EPA to hold coal plant hearings nowhere near coal country
The Environmental Protection Agency has announced the locations where it will be holding hearings on its pending regulations on coal-fired power plants — nowhere near coal country.
The EPA will hold eleven hearings across the country in the coming months to discuss the agency’s upcoming carbon emissions limits for existing power plants.
However, virtually all of the hearings are happening far from major coal producing regions. The hearings will take place at EPA regional headquarters in major cities outside of top coal-producing states.
Senate Minority Leader Mitch McConnell accused the Obama administration of “once again showing its contempt for Kentucky’s coal miners and their families.”
The EPA will hold hearings in Atlanta, Georgia; Boston, Massachusetts; Chicago, Illinois; Dallas, Texas; Denver, Colorado; Lenexa, Kansas; New York, New York; Philadelphia, Pennsylvania; Seattle, Washington; Washington, D.C.
There will be no regional meetings in the top three coal-producing states — Wyoming, West Virginia and Kentucky. Regional meetings will occur in Pennsylvania and Illinois, the next two largest coal producers, but the meetings will be far from the coal mines.
According to Google Maps, the EPA’s Illinois headquarters is more than 300 miles away from the state’s two largest coal mines — which together produced about 12 million short tons of coal in 2011.
The EPA’s Pennsylvania headquarters is more than 330 miles from the largest coal mines, located in the western part of the state. Pennsylvania produced about 55 million short tons of coal in 2012, or 5 percent of the country’s total coal production.
“Instead of the EPA holding a coal hearing in the heart of Coal Country, Kentucky, he has chosen locations such as San Francisco and Washington, D.C.,” McConnell added. “I urge President Obama and the EPA to come to Kentucky, speak directly to those most impacted by the EPA’s regulations and get a first-hand view on how the economy is being brutalized by the Administration’s War on Coal.”
McConnell is seeking re-election as senator in Kentucky next year.
The EPA did not respond to The Daily Caller News Foundation’s request for comment on the decision not to hold hearing near coal producers.
The agency’s emissions limits for existing power plants have already attracted legal challenges from state governments. Seventeen states, led by Nebraska, are poised to challenge the EPA’s emissions caps for existing coal plants, arguing that the such rules are outside of the agency’s Clean Air Act authority.
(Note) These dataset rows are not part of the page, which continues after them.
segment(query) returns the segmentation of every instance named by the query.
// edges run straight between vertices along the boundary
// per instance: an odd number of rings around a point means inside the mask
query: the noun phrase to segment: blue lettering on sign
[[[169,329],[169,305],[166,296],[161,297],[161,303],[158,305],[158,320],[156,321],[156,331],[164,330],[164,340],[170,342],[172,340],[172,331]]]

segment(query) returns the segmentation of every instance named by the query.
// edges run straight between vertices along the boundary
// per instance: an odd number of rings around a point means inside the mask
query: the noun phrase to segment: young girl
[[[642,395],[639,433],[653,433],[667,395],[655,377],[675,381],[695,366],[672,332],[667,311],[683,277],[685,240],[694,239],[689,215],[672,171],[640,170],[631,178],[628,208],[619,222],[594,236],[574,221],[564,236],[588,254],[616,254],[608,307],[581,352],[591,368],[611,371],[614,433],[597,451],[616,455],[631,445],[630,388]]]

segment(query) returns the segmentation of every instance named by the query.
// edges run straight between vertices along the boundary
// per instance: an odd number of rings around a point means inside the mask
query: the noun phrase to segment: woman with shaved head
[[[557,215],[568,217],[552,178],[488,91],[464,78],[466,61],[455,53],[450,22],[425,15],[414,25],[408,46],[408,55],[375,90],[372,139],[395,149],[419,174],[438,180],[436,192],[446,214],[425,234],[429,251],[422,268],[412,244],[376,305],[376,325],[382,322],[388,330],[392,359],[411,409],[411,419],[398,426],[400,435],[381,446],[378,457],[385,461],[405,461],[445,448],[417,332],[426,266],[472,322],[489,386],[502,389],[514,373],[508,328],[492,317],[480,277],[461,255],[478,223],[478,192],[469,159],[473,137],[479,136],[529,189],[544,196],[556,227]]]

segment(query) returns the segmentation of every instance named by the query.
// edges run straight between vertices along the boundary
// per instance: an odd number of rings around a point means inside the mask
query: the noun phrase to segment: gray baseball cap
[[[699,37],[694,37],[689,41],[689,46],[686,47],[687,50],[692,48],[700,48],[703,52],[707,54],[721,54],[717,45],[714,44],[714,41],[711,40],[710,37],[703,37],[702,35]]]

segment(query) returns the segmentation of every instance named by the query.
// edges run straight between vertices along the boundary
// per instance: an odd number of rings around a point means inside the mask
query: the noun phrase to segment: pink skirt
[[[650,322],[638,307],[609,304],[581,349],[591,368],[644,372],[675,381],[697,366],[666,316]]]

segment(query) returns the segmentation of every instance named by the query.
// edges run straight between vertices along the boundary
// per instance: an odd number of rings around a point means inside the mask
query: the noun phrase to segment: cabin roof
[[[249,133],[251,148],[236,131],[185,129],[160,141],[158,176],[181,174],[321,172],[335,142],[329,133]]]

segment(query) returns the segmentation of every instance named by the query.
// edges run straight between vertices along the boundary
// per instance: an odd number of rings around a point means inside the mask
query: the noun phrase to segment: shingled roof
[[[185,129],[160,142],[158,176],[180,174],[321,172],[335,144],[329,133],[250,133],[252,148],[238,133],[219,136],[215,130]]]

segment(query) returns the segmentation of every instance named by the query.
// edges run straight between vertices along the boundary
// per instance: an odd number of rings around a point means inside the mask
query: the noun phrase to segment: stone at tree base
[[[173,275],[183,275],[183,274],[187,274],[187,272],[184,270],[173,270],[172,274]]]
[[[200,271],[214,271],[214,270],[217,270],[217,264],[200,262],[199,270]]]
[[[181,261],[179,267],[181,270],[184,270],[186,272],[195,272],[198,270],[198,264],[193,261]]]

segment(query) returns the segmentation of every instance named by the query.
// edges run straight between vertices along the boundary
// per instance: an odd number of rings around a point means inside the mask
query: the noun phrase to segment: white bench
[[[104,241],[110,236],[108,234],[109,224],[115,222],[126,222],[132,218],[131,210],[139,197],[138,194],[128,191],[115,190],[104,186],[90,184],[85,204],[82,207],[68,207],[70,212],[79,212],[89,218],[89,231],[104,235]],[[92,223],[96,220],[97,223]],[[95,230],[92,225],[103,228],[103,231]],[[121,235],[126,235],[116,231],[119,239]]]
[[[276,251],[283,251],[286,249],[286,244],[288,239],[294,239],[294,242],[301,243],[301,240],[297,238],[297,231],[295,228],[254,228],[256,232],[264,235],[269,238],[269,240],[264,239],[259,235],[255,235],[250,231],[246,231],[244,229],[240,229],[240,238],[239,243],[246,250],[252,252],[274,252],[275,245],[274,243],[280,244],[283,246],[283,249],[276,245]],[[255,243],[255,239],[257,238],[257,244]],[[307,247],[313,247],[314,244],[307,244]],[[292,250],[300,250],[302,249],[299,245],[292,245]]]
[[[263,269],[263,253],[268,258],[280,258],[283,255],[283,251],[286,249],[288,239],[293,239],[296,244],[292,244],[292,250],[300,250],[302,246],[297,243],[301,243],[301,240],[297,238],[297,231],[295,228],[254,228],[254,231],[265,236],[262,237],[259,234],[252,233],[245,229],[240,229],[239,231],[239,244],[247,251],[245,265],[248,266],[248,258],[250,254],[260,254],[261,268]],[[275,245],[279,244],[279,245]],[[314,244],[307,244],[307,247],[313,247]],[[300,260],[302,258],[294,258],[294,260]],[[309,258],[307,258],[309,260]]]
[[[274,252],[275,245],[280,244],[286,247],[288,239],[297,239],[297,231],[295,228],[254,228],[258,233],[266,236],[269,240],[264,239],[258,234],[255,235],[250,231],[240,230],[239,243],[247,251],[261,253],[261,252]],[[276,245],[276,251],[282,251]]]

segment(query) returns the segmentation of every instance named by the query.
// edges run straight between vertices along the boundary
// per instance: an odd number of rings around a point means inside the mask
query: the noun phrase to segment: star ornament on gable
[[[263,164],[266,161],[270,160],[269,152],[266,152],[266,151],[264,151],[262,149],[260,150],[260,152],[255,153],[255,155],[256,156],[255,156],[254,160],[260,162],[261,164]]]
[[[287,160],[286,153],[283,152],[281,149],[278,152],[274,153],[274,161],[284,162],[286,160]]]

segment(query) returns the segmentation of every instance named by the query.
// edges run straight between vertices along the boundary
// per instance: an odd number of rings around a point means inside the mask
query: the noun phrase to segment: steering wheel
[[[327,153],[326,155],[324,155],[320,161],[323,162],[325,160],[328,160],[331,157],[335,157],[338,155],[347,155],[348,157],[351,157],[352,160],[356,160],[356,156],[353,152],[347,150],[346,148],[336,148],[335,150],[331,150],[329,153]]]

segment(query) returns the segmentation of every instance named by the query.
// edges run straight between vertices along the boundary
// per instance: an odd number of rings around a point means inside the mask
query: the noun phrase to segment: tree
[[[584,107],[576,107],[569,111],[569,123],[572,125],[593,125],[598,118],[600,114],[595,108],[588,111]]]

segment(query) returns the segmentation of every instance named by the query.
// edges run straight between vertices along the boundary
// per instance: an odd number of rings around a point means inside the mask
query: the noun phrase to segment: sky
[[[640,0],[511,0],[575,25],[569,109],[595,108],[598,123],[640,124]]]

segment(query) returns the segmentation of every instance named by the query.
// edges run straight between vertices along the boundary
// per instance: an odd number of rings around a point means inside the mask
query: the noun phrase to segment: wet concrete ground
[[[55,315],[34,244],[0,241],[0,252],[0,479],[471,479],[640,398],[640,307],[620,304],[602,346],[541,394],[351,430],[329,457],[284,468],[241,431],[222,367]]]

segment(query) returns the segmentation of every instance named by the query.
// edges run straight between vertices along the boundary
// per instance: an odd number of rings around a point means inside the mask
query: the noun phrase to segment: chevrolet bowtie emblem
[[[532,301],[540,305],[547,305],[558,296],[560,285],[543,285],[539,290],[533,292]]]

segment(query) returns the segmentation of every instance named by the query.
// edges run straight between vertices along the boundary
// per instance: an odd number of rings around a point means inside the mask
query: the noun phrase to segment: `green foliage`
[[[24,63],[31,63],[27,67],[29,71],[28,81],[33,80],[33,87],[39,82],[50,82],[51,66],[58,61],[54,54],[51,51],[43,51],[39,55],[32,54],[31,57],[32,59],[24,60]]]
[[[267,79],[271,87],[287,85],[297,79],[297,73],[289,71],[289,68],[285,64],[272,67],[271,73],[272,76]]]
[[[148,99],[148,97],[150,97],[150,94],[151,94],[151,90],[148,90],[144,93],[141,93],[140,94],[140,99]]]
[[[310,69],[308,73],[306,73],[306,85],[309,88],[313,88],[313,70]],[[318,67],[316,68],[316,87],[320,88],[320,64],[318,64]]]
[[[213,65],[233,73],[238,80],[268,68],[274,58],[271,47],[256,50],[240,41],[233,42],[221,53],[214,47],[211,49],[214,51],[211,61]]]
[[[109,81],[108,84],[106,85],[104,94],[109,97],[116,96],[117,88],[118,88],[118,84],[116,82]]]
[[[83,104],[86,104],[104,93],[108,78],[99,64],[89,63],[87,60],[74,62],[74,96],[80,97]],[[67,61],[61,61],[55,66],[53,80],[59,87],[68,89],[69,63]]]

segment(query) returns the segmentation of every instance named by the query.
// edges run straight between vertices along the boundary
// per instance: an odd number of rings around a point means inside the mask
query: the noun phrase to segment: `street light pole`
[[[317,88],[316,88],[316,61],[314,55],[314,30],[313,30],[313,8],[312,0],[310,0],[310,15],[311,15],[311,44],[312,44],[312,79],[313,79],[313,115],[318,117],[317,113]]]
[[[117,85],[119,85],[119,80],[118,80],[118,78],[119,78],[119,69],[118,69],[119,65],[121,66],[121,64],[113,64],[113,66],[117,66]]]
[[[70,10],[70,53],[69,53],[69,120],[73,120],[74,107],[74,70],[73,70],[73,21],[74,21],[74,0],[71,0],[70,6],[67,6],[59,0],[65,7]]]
“EPA, if unchecked, will continue to implement regulations which far exceed its statutory authority to the detriment of the States, in whom Congress has vested authority under the Clean Air Act, and whose citizenry and industries will ultimately pay the price of these costly and ineffective regulations,” wrote 17 state attorneys general and one top state environmental regulator in a white paper.
The coalition of states is also worried about the economic costs of banning coal as a source of fuel in the country.
“The elimination of coal as a fuel for new electric generation would have highly concerning implications for electricity prices and for the economy and job-creation in general, as well as the competitiveness of American manufacturing,” the states argue.
The EPA can act on its own when setting standards for new coal plants, but must work with the states when looking to reduce emissions from existing plants — which is a costly affair.
The Clean Air Act “directs EPA to establish guidelines, which states use to design their own programs to reduce emissions,” according to the EPA. “Before proposing guidelines, EPA must consider how power plants with a variety of different configurations would be able to reduce carbon pollution in a cost-effective way.”
Republicans and coal country Democrats are already pushing hard against regulations that would force states to limit emissions from currently operating power plants.
“The Obama Administration continues to unilaterally bypass the role of the states, while stifling job creation by eliminating affordable energy through new regulations that will only be another blow to our fragile economy,”said Kentucky Republican Rep. Ed Whitfield.
“The most frustrating part is the Administration is doing this with no public debate, and many in the United States Congress and individual states have been expressing deep concern about the impact that this will have on our ability to remain competitive in the global marketplace.”